One thing we hear louder than all else and where we can help is in student engagement,” said Phil Schiller, Apple’s marketing chief, at an announcement at New York’s Guggenheim Museum. Schiller and his Apple colleagues showed off two new applications to take the information in textbooks and put it, in interactive form, on iPads and computers. One is called iBooks 2, a free download for iPads, available from Apple’s app store starting today. The other, iBooks Author, is a tool he said authors and publishers — as well as students and others with an interest in education — can use on a computer to create interactive iPad lessons.
“The textbook is not always the ideal learning tool,” said Schiller. The new interactive books would cost $14.99, far less than most of today’s paper textbooks. They could be updated continually, said Apple. Students will be able to “mark up” their iPad books electronically, creating the digital equivalent of note cards as they go through lessons, said Apple.
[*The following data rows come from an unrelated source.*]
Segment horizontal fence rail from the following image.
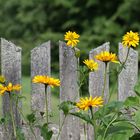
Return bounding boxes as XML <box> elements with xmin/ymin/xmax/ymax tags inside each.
<box><xmin>0</xmin><ymin>38</ymin><xmax>138</xmax><ymax>140</ymax></box>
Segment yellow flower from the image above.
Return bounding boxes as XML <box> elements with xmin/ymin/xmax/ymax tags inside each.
<box><xmin>32</xmin><ymin>75</ymin><xmax>60</xmax><ymax>87</ymax></box>
<box><xmin>0</xmin><ymin>83</ymin><xmax>21</xmax><ymax>95</ymax></box>
<box><xmin>83</xmin><ymin>59</ymin><xmax>98</xmax><ymax>71</ymax></box>
<box><xmin>122</xmin><ymin>31</ymin><xmax>139</xmax><ymax>47</ymax></box>
<box><xmin>76</xmin><ymin>96</ymin><xmax>103</xmax><ymax>111</ymax></box>
<box><xmin>95</xmin><ymin>51</ymin><xmax>119</xmax><ymax>63</ymax></box>
<box><xmin>0</xmin><ymin>75</ymin><xmax>5</xmax><ymax>83</ymax></box>
<box><xmin>64</xmin><ymin>31</ymin><xmax>80</xmax><ymax>47</ymax></box>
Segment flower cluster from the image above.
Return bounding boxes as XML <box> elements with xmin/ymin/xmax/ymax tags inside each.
<box><xmin>83</xmin><ymin>59</ymin><xmax>98</xmax><ymax>71</ymax></box>
<box><xmin>76</xmin><ymin>96</ymin><xmax>103</xmax><ymax>111</ymax></box>
<box><xmin>95</xmin><ymin>51</ymin><xmax>119</xmax><ymax>63</ymax></box>
<box><xmin>0</xmin><ymin>83</ymin><xmax>21</xmax><ymax>95</ymax></box>
<box><xmin>122</xmin><ymin>31</ymin><xmax>139</xmax><ymax>47</ymax></box>
<box><xmin>64</xmin><ymin>31</ymin><xmax>80</xmax><ymax>47</ymax></box>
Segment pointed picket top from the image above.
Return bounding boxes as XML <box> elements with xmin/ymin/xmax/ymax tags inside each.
<box><xmin>0</xmin><ymin>38</ymin><xmax>22</xmax><ymax>139</ymax></box>
<box><xmin>31</xmin><ymin>41</ymin><xmax>51</xmax><ymax>117</ymax></box>
<box><xmin>59</xmin><ymin>41</ymin><xmax>80</xmax><ymax>140</ymax></box>
<box><xmin>118</xmin><ymin>43</ymin><xmax>138</xmax><ymax>101</ymax></box>
<box><xmin>87</xmin><ymin>42</ymin><xmax>110</xmax><ymax>140</ymax></box>
<box><xmin>89</xmin><ymin>42</ymin><xmax>110</xmax><ymax>101</ymax></box>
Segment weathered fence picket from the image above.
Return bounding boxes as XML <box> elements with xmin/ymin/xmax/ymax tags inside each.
<box><xmin>59</xmin><ymin>42</ymin><xmax>80</xmax><ymax>140</ymax></box>
<box><xmin>87</xmin><ymin>42</ymin><xmax>109</xmax><ymax>140</ymax></box>
<box><xmin>0</xmin><ymin>39</ymin><xmax>138</xmax><ymax>140</ymax></box>
<box><xmin>31</xmin><ymin>41</ymin><xmax>51</xmax><ymax>117</ymax></box>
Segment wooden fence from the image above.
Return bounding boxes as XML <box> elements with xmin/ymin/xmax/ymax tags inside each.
<box><xmin>0</xmin><ymin>39</ymin><xmax>138</xmax><ymax>140</ymax></box>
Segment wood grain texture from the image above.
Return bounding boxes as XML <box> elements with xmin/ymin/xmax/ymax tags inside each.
<box><xmin>118</xmin><ymin>43</ymin><xmax>138</xmax><ymax>101</ymax></box>
<box><xmin>87</xmin><ymin>42</ymin><xmax>110</xmax><ymax>140</ymax></box>
<box><xmin>59</xmin><ymin>41</ymin><xmax>80</xmax><ymax>140</ymax></box>
<box><xmin>31</xmin><ymin>41</ymin><xmax>51</xmax><ymax>140</ymax></box>
<box><xmin>31</xmin><ymin>41</ymin><xmax>51</xmax><ymax>117</ymax></box>
<box><xmin>1</xmin><ymin>38</ymin><xmax>21</xmax><ymax>140</ymax></box>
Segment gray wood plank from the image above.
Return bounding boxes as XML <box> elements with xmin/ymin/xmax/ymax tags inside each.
<box><xmin>59</xmin><ymin>41</ymin><xmax>80</xmax><ymax>140</ymax></box>
<box><xmin>31</xmin><ymin>41</ymin><xmax>51</xmax><ymax>140</ymax></box>
<box><xmin>87</xmin><ymin>42</ymin><xmax>110</xmax><ymax>140</ymax></box>
<box><xmin>31</xmin><ymin>41</ymin><xmax>51</xmax><ymax>117</ymax></box>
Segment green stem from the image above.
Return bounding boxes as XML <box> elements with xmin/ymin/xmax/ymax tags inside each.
<box><xmin>90</xmin><ymin>107</ymin><xmax>98</xmax><ymax>140</ymax></box>
<box><xmin>56</xmin><ymin>115</ymin><xmax>66</xmax><ymax>140</ymax></box>
<box><xmin>17</xmin><ymin>106</ymin><xmax>37</xmax><ymax>140</ymax></box>
<box><xmin>102</xmin><ymin>115</ymin><xmax>117</xmax><ymax>140</ymax></box>
<box><xmin>102</xmin><ymin>63</ymin><xmax>108</xmax><ymax>98</ymax></box>
<box><xmin>84</xmin><ymin>123</ymin><xmax>87</xmax><ymax>140</ymax></box>
<box><xmin>118</xmin><ymin>47</ymin><xmax>130</xmax><ymax>74</ymax></box>
<box><xmin>9</xmin><ymin>92</ymin><xmax>17</xmax><ymax>139</ymax></box>
<box><xmin>45</xmin><ymin>85</ymin><xmax>49</xmax><ymax>124</ymax></box>
<box><xmin>29</xmin><ymin>124</ymin><xmax>37</xmax><ymax>140</ymax></box>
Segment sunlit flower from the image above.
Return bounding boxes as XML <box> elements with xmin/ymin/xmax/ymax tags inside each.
<box><xmin>122</xmin><ymin>31</ymin><xmax>139</xmax><ymax>47</ymax></box>
<box><xmin>0</xmin><ymin>83</ymin><xmax>21</xmax><ymax>95</ymax></box>
<box><xmin>64</xmin><ymin>31</ymin><xmax>80</xmax><ymax>47</ymax></box>
<box><xmin>95</xmin><ymin>51</ymin><xmax>119</xmax><ymax>63</ymax></box>
<box><xmin>83</xmin><ymin>59</ymin><xmax>98</xmax><ymax>71</ymax></box>
<box><xmin>76</xmin><ymin>96</ymin><xmax>104</xmax><ymax>111</ymax></box>
<box><xmin>0</xmin><ymin>75</ymin><xmax>6</xmax><ymax>83</ymax></box>
<box><xmin>32</xmin><ymin>75</ymin><xmax>60</xmax><ymax>87</ymax></box>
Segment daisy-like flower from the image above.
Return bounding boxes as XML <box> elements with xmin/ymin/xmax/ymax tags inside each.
<box><xmin>64</xmin><ymin>31</ymin><xmax>80</xmax><ymax>48</ymax></box>
<box><xmin>83</xmin><ymin>59</ymin><xmax>98</xmax><ymax>71</ymax></box>
<box><xmin>122</xmin><ymin>31</ymin><xmax>139</xmax><ymax>47</ymax></box>
<box><xmin>32</xmin><ymin>75</ymin><xmax>60</xmax><ymax>87</ymax></box>
<box><xmin>76</xmin><ymin>96</ymin><xmax>104</xmax><ymax>111</ymax></box>
<box><xmin>0</xmin><ymin>83</ymin><xmax>21</xmax><ymax>95</ymax></box>
<box><xmin>95</xmin><ymin>51</ymin><xmax>119</xmax><ymax>63</ymax></box>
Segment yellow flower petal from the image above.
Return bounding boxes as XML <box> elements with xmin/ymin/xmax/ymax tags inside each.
<box><xmin>76</xmin><ymin>96</ymin><xmax>103</xmax><ymax>111</ymax></box>
<box><xmin>95</xmin><ymin>51</ymin><xmax>120</xmax><ymax>63</ymax></box>
<box><xmin>64</xmin><ymin>31</ymin><xmax>80</xmax><ymax>47</ymax></box>
<box><xmin>122</xmin><ymin>31</ymin><xmax>139</xmax><ymax>47</ymax></box>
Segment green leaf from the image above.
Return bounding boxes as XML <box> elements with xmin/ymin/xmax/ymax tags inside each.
<box><xmin>70</xmin><ymin>112</ymin><xmax>93</xmax><ymax>125</ymax></box>
<box><xmin>133</xmin><ymin>110</ymin><xmax>140</xmax><ymax>127</ymax></box>
<box><xmin>124</xmin><ymin>96</ymin><xmax>140</xmax><ymax>107</ymax></box>
<box><xmin>41</xmin><ymin>123</ymin><xmax>53</xmax><ymax>140</ymax></box>
<box><xmin>129</xmin><ymin>133</ymin><xmax>140</xmax><ymax>140</ymax></box>
<box><xmin>134</xmin><ymin>83</ymin><xmax>140</xmax><ymax>97</ymax></box>
<box><xmin>99</xmin><ymin>122</ymin><xmax>134</xmax><ymax>140</ymax></box>
<box><xmin>16</xmin><ymin>128</ymin><xmax>25</xmax><ymax>140</ymax></box>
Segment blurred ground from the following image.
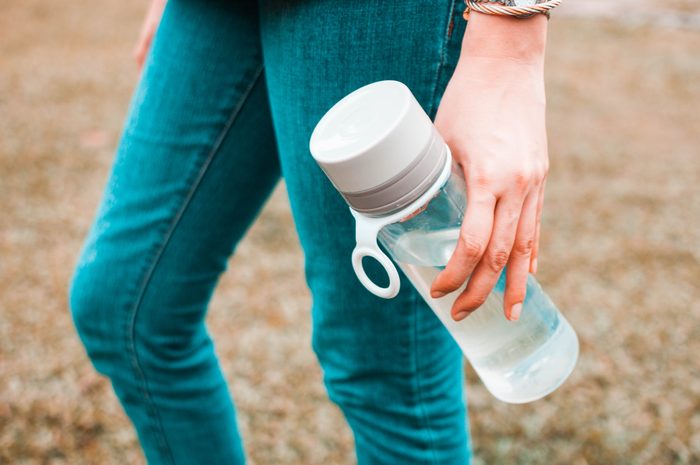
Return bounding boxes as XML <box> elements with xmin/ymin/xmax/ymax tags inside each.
<box><xmin>0</xmin><ymin>0</ymin><xmax>700</xmax><ymax>465</ymax></box>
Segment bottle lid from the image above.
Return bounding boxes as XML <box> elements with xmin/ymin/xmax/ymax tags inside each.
<box><xmin>309</xmin><ymin>81</ymin><xmax>448</xmax><ymax>216</ymax></box>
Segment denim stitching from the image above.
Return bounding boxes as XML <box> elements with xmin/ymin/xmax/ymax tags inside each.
<box><xmin>126</xmin><ymin>65</ymin><xmax>264</xmax><ymax>464</ymax></box>
<box><xmin>429</xmin><ymin>0</ymin><xmax>457</xmax><ymax>116</ymax></box>
<box><xmin>412</xmin><ymin>291</ymin><xmax>438</xmax><ymax>464</ymax></box>
<box><xmin>413</xmin><ymin>0</ymin><xmax>457</xmax><ymax>464</ymax></box>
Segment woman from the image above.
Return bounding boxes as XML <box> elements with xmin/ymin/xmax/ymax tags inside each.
<box><xmin>70</xmin><ymin>0</ymin><xmax>548</xmax><ymax>465</ymax></box>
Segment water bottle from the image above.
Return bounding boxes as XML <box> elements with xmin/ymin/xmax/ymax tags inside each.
<box><xmin>309</xmin><ymin>81</ymin><xmax>579</xmax><ymax>403</ymax></box>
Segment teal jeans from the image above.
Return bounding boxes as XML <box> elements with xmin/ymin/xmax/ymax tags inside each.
<box><xmin>70</xmin><ymin>0</ymin><xmax>470</xmax><ymax>465</ymax></box>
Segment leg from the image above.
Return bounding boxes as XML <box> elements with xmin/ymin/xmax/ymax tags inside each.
<box><xmin>260</xmin><ymin>0</ymin><xmax>470</xmax><ymax>465</ymax></box>
<box><xmin>70</xmin><ymin>0</ymin><xmax>279</xmax><ymax>465</ymax></box>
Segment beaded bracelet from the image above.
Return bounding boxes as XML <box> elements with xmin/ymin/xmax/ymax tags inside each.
<box><xmin>462</xmin><ymin>0</ymin><xmax>562</xmax><ymax>20</ymax></box>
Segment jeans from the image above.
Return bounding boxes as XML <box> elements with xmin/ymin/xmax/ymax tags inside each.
<box><xmin>70</xmin><ymin>0</ymin><xmax>470</xmax><ymax>465</ymax></box>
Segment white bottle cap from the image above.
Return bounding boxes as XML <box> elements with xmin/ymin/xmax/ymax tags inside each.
<box><xmin>309</xmin><ymin>81</ymin><xmax>448</xmax><ymax>216</ymax></box>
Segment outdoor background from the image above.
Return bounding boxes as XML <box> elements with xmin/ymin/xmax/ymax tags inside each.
<box><xmin>0</xmin><ymin>0</ymin><xmax>700</xmax><ymax>465</ymax></box>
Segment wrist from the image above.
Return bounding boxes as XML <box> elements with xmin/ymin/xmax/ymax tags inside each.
<box><xmin>460</xmin><ymin>12</ymin><xmax>547</xmax><ymax>64</ymax></box>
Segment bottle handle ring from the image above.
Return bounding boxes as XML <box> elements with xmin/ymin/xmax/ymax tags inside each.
<box><xmin>352</xmin><ymin>243</ymin><xmax>401</xmax><ymax>299</ymax></box>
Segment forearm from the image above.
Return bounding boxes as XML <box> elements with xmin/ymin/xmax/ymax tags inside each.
<box><xmin>461</xmin><ymin>12</ymin><xmax>548</xmax><ymax>65</ymax></box>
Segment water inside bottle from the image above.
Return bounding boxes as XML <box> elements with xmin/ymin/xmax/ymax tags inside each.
<box><xmin>392</xmin><ymin>228</ymin><xmax>578</xmax><ymax>403</ymax></box>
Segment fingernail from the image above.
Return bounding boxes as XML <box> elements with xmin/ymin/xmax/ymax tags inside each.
<box><xmin>510</xmin><ymin>303</ymin><xmax>523</xmax><ymax>321</ymax></box>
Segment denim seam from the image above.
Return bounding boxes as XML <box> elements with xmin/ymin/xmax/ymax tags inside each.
<box><xmin>413</xmin><ymin>0</ymin><xmax>457</xmax><ymax>464</ymax></box>
<box><xmin>429</xmin><ymin>0</ymin><xmax>457</xmax><ymax>119</ymax></box>
<box><xmin>126</xmin><ymin>65</ymin><xmax>264</xmax><ymax>464</ymax></box>
<box><xmin>412</xmin><ymin>291</ymin><xmax>438</xmax><ymax>464</ymax></box>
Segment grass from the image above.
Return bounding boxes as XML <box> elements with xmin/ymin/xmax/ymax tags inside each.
<box><xmin>0</xmin><ymin>0</ymin><xmax>700</xmax><ymax>465</ymax></box>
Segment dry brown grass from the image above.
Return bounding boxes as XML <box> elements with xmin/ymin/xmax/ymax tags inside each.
<box><xmin>0</xmin><ymin>0</ymin><xmax>700</xmax><ymax>465</ymax></box>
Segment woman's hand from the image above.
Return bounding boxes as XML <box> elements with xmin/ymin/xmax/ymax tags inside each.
<box><xmin>132</xmin><ymin>0</ymin><xmax>166</xmax><ymax>70</ymax></box>
<box><xmin>431</xmin><ymin>12</ymin><xmax>549</xmax><ymax>320</ymax></box>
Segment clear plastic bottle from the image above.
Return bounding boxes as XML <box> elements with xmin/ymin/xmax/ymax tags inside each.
<box><xmin>310</xmin><ymin>81</ymin><xmax>579</xmax><ymax>403</ymax></box>
<box><xmin>378</xmin><ymin>161</ymin><xmax>579</xmax><ymax>403</ymax></box>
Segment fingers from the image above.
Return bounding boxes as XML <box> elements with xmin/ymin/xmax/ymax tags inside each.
<box><xmin>530</xmin><ymin>178</ymin><xmax>547</xmax><ymax>274</ymax></box>
<box><xmin>503</xmin><ymin>189</ymin><xmax>540</xmax><ymax>321</ymax></box>
<box><xmin>430</xmin><ymin>189</ymin><xmax>496</xmax><ymax>298</ymax></box>
<box><xmin>452</xmin><ymin>193</ymin><xmax>534</xmax><ymax>321</ymax></box>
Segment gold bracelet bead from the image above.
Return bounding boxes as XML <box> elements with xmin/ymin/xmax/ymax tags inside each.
<box><xmin>462</xmin><ymin>0</ymin><xmax>562</xmax><ymax>20</ymax></box>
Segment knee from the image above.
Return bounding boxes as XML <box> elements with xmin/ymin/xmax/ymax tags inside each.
<box><xmin>68</xmin><ymin>256</ymin><xmax>122</xmax><ymax>371</ymax></box>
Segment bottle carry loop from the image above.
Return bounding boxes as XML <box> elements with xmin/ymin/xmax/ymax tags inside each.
<box><xmin>350</xmin><ymin>154</ymin><xmax>452</xmax><ymax>299</ymax></box>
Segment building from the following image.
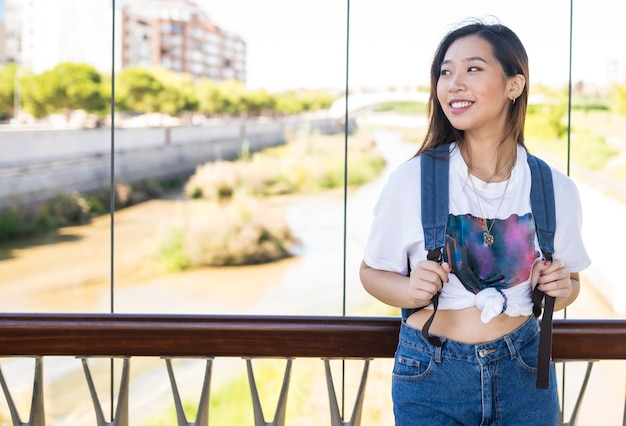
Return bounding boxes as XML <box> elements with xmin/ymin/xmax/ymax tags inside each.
<box><xmin>122</xmin><ymin>0</ymin><xmax>246</xmax><ymax>82</ymax></box>
<box><xmin>0</xmin><ymin>0</ymin><xmax>246</xmax><ymax>83</ymax></box>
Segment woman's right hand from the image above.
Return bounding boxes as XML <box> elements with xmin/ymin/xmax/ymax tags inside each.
<box><xmin>408</xmin><ymin>260</ymin><xmax>450</xmax><ymax>308</ymax></box>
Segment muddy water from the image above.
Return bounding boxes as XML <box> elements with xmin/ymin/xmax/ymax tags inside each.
<box><xmin>0</xmin><ymin>128</ymin><xmax>414</xmax><ymax>426</ymax></box>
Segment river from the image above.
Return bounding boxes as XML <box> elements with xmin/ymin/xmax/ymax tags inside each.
<box><xmin>0</xmin><ymin>125</ymin><xmax>624</xmax><ymax>426</ymax></box>
<box><xmin>0</xmin><ymin>125</ymin><xmax>415</xmax><ymax>425</ymax></box>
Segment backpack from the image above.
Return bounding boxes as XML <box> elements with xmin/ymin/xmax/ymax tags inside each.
<box><xmin>402</xmin><ymin>144</ymin><xmax>556</xmax><ymax>389</ymax></box>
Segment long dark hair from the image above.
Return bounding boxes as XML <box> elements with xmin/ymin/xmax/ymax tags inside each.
<box><xmin>417</xmin><ymin>21</ymin><xmax>528</xmax><ymax>155</ymax></box>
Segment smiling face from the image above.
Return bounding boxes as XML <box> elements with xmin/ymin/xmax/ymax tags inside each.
<box><xmin>437</xmin><ymin>35</ymin><xmax>523</xmax><ymax>138</ymax></box>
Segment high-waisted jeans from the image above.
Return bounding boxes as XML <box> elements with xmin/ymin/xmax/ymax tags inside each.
<box><xmin>392</xmin><ymin>317</ymin><xmax>559</xmax><ymax>426</ymax></box>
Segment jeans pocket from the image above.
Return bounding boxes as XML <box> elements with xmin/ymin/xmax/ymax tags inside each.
<box><xmin>516</xmin><ymin>338</ymin><xmax>539</xmax><ymax>373</ymax></box>
<box><xmin>392</xmin><ymin>343</ymin><xmax>435</xmax><ymax>382</ymax></box>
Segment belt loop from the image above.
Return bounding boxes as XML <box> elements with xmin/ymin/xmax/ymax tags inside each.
<box><xmin>435</xmin><ymin>346</ymin><xmax>442</xmax><ymax>362</ymax></box>
<box><xmin>504</xmin><ymin>334</ymin><xmax>517</xmax><ymax>359</ymax></box>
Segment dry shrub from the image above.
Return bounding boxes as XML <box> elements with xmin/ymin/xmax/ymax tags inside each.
<box><xmin>183</xmin><ymin>197</ymin><xmax>297</xmax><ymax>266</ymax></box>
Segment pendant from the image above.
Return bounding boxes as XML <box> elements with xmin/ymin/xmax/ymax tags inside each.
<box><xmin>483</xmin><ymin>231</ymin><xmax>493</xmax><ymax>246</ymax></box>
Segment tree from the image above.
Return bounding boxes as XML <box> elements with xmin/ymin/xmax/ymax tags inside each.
<box><xmin>0</xmin><ymin>64</ymin><xmax>17</xmax><ymax>120</ymax></box>
<box><xmin>27</xmin><ymin>62</ymin><xmax>106</xmax><ymax>115</ymax></box>
<box><xmin>610</xmin><ymin>84</ymin><xmax>626</xmax><ymax>115</ymax></box>
<box><xmin>116</xmin><ymin>67</ymin><xmax>165</xmax><ymax>113</ymax></box>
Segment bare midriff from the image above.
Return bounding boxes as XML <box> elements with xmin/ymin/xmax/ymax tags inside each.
<box><xmin>407</xmin><ymin>308</ymin><xmax>528</xmax><ymax>344</ymax></box>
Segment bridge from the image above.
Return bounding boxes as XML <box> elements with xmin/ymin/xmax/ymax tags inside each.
<box><xmin>328</xmin><ymin>91</ymin><xmax>429</xmax><ymax>118</ymax></box>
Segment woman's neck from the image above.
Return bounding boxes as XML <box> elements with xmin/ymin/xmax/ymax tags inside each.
<box><xmin>459</xmin><ymin>140</ymin><xmax>517</xmax><ymax>182</ymax></box>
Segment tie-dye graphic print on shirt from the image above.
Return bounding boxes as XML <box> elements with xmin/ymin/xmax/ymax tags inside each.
<box><xmin>444</xmin><ymin>213</ymin><xmax>539</xmax><ymax>293</ymax></box>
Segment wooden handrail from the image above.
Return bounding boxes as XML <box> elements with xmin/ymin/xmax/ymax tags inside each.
<box><xmin>0</xmin><ymin>314</ymin><xmax>626</xmax><ymax>361</ymax></box>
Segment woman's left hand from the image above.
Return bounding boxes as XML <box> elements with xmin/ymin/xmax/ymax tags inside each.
<box><xmin>532</xmin><ymin>259</ymin><xmax>572</xmax><ymax>303</ymax></box>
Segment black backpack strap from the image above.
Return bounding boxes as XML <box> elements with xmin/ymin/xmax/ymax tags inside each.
<box><xmin>527</xmin><ymin>153</ymin><xmax>556</xmax><ymax>389</ymax></box>
<box><xmin>410</xmin><ymin>144</ymin><xmax>450</xmax><ymax>347</ymax></box>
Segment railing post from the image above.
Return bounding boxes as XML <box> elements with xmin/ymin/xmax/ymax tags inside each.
<box><xmin>561</xmin><ymin>361</ymin><xmax>595</xmax><ymax>426</ymax></box>
<box><xmin>0</xmin><ymin>357</ymin><xmax>46</xmax><ymax>426</ymax></box>
<box><xmin>165</xmin><ymin>358</ymin><xmax>213</xmax><ymax>426</ymax></box>
<box><xmin>324</xmin><ymin>358</ymin><xmax>370</xmax><ymax>426</ymax></box>
<box><xmin>81</xmin><ymin>357</ymin><xmax>130</xmax><ymax>426</ymax></box>
<box><xmin>245</xmin><ymin>358</ymin><xmax>293</xmax><ymax>426</ymax></box>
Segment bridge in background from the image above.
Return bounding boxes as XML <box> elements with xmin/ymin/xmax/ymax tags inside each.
<box><xmin>329</xmin><ymin>91</ymin><xmax>429</xmax><ymax>118</ymax></box>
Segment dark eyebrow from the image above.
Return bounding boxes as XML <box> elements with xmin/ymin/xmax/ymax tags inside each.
<box><xmin>463</xmin><ymin>56</ymin><xmax>487</xmax><ymax>63</ymax></box>
<box><xmin>441</xmin><ymin>56</ymin><xmax>488</xmax><ymax>65</ymax></box>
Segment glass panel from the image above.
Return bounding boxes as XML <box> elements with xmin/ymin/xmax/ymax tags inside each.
<box><xmin>107</xmin><ymin>0</ymin><xmax>346</xmax><ymax>314</ymax></box>
<box><xmin>0</xmin><ymin>0</ymin><xmax>112</xmax><ymax>312</ymax></box>
<box><xmin>568</xmin><ymin>0</ymin><xmax>626</xmax><ymax>318</ymax></box>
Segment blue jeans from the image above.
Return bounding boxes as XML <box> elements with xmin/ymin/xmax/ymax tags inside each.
<box><xmin>392</xmin><ymin>317</ymin><xmax>559</xmax><ymax>426</ymax></box>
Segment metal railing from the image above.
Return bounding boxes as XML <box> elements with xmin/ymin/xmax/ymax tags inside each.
<box><xmin>0</xmin><ymin>314</ymin><xmax>626</xmax><ymax>426</ymax></box>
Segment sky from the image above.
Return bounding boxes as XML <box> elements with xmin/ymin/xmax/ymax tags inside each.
<box><xmin>196</xmin><ymin>0</ymin><xmax>626</xmax><ymax>91</ymax></box>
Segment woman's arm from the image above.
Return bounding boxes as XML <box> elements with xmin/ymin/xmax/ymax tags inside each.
<box><xmin>359</xmin><ymin>260</ymin><xmax>450</xmax><ymax>308</ymax></box>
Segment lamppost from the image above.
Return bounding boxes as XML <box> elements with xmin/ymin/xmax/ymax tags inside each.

Schiller said Apple was forming partnerships with three of the biggest publishers of school texts: Pearson, McGraw-Hill and Houghton Mifflin Harcourt, which are responsible for 90 percent of the textbooks used in the U.S. today. DK Publishing, which publishes vividly-colored books for younger kids, is joining in as well. “With the iPad, we’re making textbooks so much more engaging,” said Roger Rosner, the Apple executive who has led the project.

Additionally, Apple said it was expanding iTunes U, a project it has run for colleges several years, to include elementary and high schools. Professors use iTunes U to put their lectures online.

Gene Munster, a senior technology analyst for Piper Jaffray, said his firm surveyed school officials and found the major barrier to new technology was not the cost of new hardware such as iPads. Instead, he said in a phone interview with ABC News, it was control over where students went online when using school computers. If students are taking school iPads home instead of books, the schools worried that they may wander around online.

Apple’s initiative would broaden the number of people who can create online lessons, and some school systems may be wary.